I ate lunch in the library as usual, but Daron followed me this time.
“Why does she hate me so much?” I asked him as we found a seat in the busy library. “I haven’t done anything to her.”
He gave a little shrug and glanced at the sleeping man laid across a full settee on the opposite side of our table. “All I know is that she’s from a gifted seer family. Perhaps she knows something about your future she doesn’t like.”
“She can’t hate me so much for something I haven’t even done yet!” I protested. “And what would I possibly do to her anyway?”
Daron shrugged, uninterested in my rant. “Ask her. I’m not getting involved unless it gets in the way of our exam.”
I rolled my eyes at him. “Let’s get this research over with.”
The whole week went slowly after that, as if time itself was conspiring with Rina to make every moment with her as long and torturous as it could be. Daron was a good mediating presence, but even he couldn’t stop her hateful glares. It wasn’t until Sunday, when we finally met up for our practice that I finally snapped. Daron was running late, leaving the two of us alone sitting on the sandy floor of the pit.

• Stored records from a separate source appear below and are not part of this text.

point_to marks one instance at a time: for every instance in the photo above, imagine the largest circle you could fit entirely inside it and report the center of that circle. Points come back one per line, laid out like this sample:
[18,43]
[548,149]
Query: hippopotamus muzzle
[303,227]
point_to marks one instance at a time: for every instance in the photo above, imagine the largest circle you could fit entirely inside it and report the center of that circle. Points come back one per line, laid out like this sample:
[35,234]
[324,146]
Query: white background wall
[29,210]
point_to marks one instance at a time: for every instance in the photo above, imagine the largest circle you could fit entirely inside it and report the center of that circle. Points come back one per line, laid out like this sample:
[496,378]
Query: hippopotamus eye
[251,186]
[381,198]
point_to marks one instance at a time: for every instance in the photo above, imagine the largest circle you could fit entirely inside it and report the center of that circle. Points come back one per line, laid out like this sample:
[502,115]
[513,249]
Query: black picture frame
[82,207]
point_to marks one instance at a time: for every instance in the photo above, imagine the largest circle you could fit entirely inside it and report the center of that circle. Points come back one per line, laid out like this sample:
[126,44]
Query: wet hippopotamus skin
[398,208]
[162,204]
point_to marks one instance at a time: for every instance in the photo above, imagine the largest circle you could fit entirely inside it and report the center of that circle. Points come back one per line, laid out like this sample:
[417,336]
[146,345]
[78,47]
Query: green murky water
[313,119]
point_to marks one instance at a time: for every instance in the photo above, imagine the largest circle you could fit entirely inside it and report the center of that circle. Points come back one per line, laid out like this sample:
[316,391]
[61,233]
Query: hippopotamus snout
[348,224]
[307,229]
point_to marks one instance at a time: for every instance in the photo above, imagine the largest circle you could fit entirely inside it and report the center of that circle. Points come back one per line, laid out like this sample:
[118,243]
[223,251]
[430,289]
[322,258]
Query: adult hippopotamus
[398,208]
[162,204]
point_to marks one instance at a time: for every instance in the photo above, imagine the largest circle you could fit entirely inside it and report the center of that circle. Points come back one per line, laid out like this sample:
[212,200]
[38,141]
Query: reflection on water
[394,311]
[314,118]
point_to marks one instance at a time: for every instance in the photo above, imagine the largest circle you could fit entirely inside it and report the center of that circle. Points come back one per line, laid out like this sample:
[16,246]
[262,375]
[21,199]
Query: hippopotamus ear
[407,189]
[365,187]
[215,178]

“Should we start without him?” My muscles ached from a morning of dancing, and all I really wanted was a rest, but I made the peace offering anyway.
“Shut up.”
I groaned loudly. “This… problem you have with me… it isn’t fair to Daron. He gets the same grade as both of us.”
She spat on the ground at my feet. “Not my problem.”
“Then what the hell is?!” I demanded. “What have I done, Rina? Or is it something I will do in the future that’s got your knickers in a twist, because that’s not fair!”
Her eyes burned with hatred as she looked at me. “You’re fated to kill my brother!” She spat. “So shut up!”
I stood, stunned. “What do you mean?” Of all the things I’d thought she’d say, that wasn’t it.
“When anyone in my family turns ten, my grandmother scries their future in the entrails.” Rina ground out, as if just talking to me about it was painful. “She’s the best seer in a generation, she has never, ever been wrong. She told my brother, ‘You will meet your mate at Vice College and she will have horns as a blessing from the Strange God. She will make you happier than you’ve ever been, and as soon as you tell her you love her, you will die.’”
I was numb from shock, but Rina continued.
“Then five years later, Granny scried for
me. She said, ‘You will be closer than sisters with the Strange God’s chosen one. She will favour you among her friends, and you will save her life as she saves yours’. I don’t want to save your life! I would rather you died right here and now than let you kill my brother!”
I shook my head. “I’d never... Rina, I’ll never even speak to him, I promise. I don’t even know him.”
She just glared at me. “Granny is never wrong, and I will never forgive you.”
“That’s enough.”
A deep, rumbling voice echoed across the pit, and I looked up to see the man himself, dressed in his dark security officer’s uniform, looking down at us from the rim of the pit. Hastily, I locked my watering gaze somewhere else and started backing away.